AOA have proven difficult to isolate in culture, as evidenced by the fact that only one pure culture [21] has been documented despite reports of several enrichment cultures [12], [22]–[25]. Many questions remain about the physiology, metabolic and biogeochemical functions, evolutionary history, and ecological niche partitioning of AOA. Genome sequencing is a powerful tool that can be used to address these outstanding questions, yet traditional sequencing approaches require pure cultures or enrichment to near homogeneity. Genome sequencing of individual cells presents a new approach for exploring the genetic makeup of microorganisms present in heterogeneous mixtures (such as the enrichment culture that was the basis for this study) without the need for cell viability or growth. Single-cell genomics can be used independently on uncultured microbes [26]–[27] or as a complement to metagenomic studies on enrichment cultures and environmental samples by aiding in sequence binning and genome reconstruction [28].
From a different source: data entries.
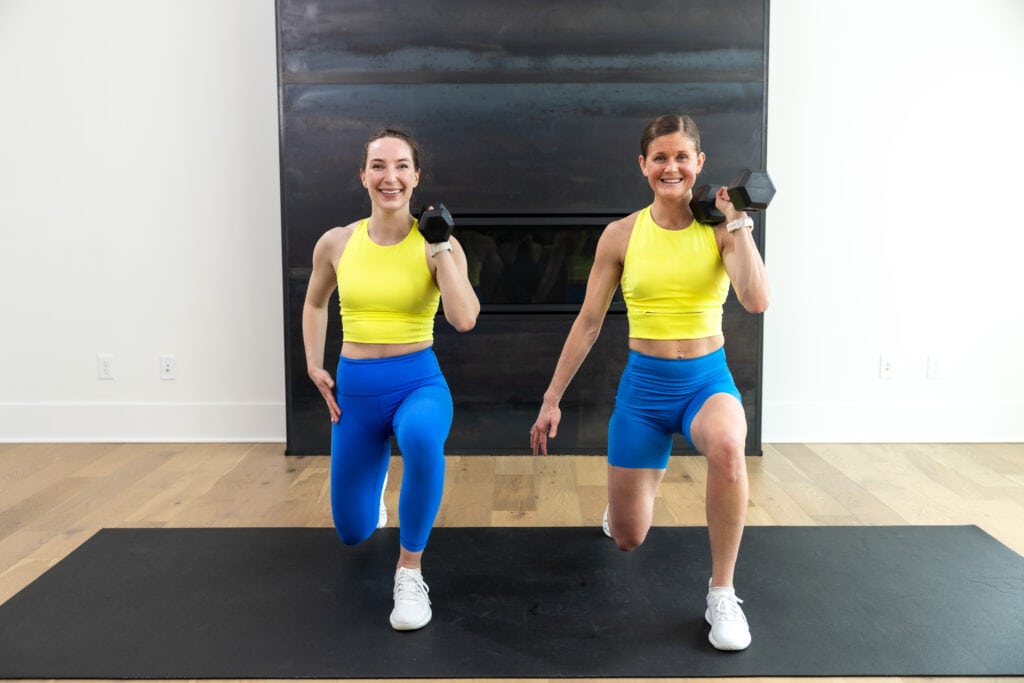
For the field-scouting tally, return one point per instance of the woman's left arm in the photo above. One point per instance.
(458, 298)
(741, 258)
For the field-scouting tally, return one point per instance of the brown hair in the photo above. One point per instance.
(668, 124)
(391, 132)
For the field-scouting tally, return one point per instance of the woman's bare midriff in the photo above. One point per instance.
(677, 348)
(358, 350)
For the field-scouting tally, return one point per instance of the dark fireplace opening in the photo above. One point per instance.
(531, 262)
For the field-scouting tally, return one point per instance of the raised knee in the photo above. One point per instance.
(725, 459)
(628, 542)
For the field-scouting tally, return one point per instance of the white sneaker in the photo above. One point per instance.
(728, 624)
(382, 515)
(412, 606)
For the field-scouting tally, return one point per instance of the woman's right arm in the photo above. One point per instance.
(601, 285)
(323, 282)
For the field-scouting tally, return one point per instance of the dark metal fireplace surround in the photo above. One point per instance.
(529, 115)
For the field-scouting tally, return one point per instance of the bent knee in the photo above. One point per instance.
(627, 542)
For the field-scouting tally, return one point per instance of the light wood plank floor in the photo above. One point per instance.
(54, 497)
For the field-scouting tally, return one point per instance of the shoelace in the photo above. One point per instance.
(727, 608)
(410, 587)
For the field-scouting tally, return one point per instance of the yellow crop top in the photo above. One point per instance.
(674, 282)
(386, 294)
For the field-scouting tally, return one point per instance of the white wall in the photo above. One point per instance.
(139, 213)
(894, 135)
(139, 209)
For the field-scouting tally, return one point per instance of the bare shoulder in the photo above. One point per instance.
(332, 244)
(616, 233)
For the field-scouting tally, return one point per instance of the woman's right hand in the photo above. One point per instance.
(325, 383)
(545, 427)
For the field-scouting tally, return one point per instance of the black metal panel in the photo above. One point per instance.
(529, 115)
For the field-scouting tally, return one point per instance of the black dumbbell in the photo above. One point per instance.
(750, 190)
(436, 223)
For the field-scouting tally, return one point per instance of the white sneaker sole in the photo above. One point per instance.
(727, 647)
(412, 627)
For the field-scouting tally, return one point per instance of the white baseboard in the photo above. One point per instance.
(905, 422)
(28, 423)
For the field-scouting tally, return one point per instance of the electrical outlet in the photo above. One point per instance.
(887, 369)
(104, 366)
(168, 367)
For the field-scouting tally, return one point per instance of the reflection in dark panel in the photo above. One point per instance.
(529, 115)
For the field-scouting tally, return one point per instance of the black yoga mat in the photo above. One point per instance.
(519, 603)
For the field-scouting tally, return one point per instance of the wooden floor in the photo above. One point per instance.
(53, 497)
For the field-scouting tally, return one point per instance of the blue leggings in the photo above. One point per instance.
(403, 395)
(658, 397)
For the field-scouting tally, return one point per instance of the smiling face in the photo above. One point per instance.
(390, 173)
(671, 165)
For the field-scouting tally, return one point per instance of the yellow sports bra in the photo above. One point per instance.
(386, 294)
(674, 282)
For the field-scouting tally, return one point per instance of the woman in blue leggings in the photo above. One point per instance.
(390, 272)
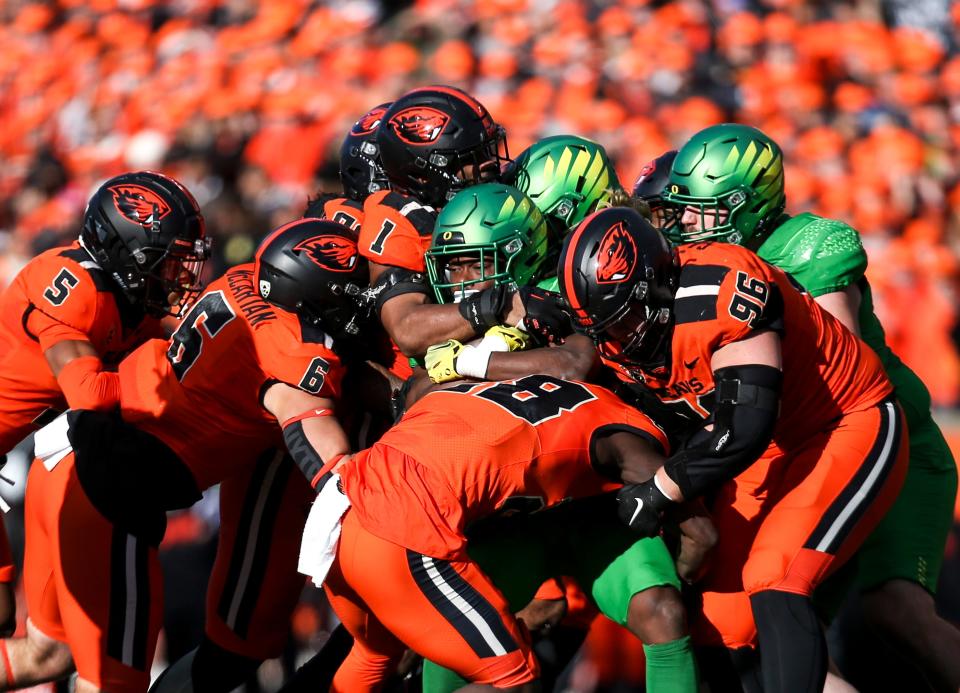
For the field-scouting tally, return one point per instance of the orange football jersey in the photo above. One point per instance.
(344, 211)
(59, 295)
(200, 393)
(726, 293)
(396, 230)
(463, 453)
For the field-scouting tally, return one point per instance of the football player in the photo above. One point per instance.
(491, 236)
(433, 141)
(74, 311)
(568, 178)
(361, 173)
(727, 184)
(253, 365)
(531, 443)
(791, 423)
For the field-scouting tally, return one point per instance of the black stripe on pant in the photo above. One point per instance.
(475, 602)
(261, 550)
(888, 414)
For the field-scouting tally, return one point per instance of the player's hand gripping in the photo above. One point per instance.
(441, 361)
(451, 360)
(545, 318)
(641, 507)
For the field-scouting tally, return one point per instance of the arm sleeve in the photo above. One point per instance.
(748, 402)
(396, 231)
(87, 386)
(311, 367)
(748, 300)
(826, 256)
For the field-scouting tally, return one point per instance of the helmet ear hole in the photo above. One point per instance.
(135, 226)
(314, 269)
(499, 227)
(361, 171)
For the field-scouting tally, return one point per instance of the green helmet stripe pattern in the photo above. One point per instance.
(498, 226)
(727, 170)
(567, 177)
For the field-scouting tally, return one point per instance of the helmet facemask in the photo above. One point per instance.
(499, 262)
(635, 335)
(461, 169)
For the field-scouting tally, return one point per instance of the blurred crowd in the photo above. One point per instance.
(247, 102)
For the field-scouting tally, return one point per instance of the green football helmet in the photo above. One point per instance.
(727, 169)
(494, 223)
(567, 178)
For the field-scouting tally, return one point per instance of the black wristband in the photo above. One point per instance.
(482, 309)
(303, 454)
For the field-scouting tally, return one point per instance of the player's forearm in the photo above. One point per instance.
(569, 363)
(427, 324)
(698, 537)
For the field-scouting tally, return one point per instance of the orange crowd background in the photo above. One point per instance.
(247, 103)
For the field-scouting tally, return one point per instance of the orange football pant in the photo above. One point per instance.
(88, 583)
(254, 587)
(389, 597)
(796, 515)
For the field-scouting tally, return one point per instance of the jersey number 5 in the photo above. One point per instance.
(749, 298)
(59, 291)
(385, 230)
(212, 313)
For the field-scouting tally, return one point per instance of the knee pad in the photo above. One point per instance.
(209, 668)
(792, 643)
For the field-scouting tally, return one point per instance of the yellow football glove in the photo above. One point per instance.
(441, 361)
(514, 338)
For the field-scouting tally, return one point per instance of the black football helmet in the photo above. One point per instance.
(619, 277)
(651, 182)
(312, 267)
(361, 172)
(146, 231)
(436, 140)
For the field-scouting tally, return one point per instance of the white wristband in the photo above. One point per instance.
(493, 343)
(472, 361)
(656, 482)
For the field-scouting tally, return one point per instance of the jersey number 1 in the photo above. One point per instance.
(535, 398)
(59, 291)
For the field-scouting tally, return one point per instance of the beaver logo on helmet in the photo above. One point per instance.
(330, 252)
(419, 124)
(617, 257)
(648, 170)
(139, 204)
(369, 122)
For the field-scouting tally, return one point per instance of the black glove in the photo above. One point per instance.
(641, 507)
(482, 309)
(546, 319)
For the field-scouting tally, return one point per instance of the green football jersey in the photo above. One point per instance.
(824, 256)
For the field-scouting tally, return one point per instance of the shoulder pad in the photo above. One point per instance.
(396, 281)
(64, 289)
(823, 255)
Here, we used a combination of single-cell genomic and metagenomic approaches to sequence the genome of a novel, low salinity-type AOA. The single-cell approach is useful for obtaining organism-specific sequence datasets from heterogeneous samples, and furthermore provides an insight into micro-heterogeneity at the population level. The genomic data reveal sequence features not observed in other AOA, as well as similarities to published AOA genomes, which speak to the metabolic potential and environmental relevance of these organisms.
Results and Discussion
Enrichment of ammonia-oxidizing archaea from low-salinity sediments
An ammonia-oxidizing enrichment culture initiated from sediments in the low-salinity region of San Francisco Bay was dominated by AOA; CARD-FISH showed that Archaea (Arch915 probe) accounted for approximately 84% of cells in the enrichment and the remaining 16% were Bacteria (Eub338 I–III probes). The AOA grew chemoautotrophically by aerobic ammonia oxidation to nitrite. Archaeal amoA and 16S rRNA gene sequences from the AOA enrichment culture were phylogenetically distinct (bootstrap supported) from N. martimus [Figure 1], and were instead most closely related to environmental clones derived from freshwater ecosystems. In total, over 500 GenBank amoA sequences fell within this phylogenetic cluster, 79% of which were from low salinity habitats. Another 7% of the sequences were from habitats that experience low salinity at some point in the year (e.g., San Pablo Bay sites in San Francisco Bay), and 4% of the sequences were from soil. Most of the remaining sequences were from salt marsh sediments [29], suggesting that this AOA phylotype may tolerate elevated salinity. Nevertheless, the vast majority of amoA sequences within this clade were from freshwater habitats.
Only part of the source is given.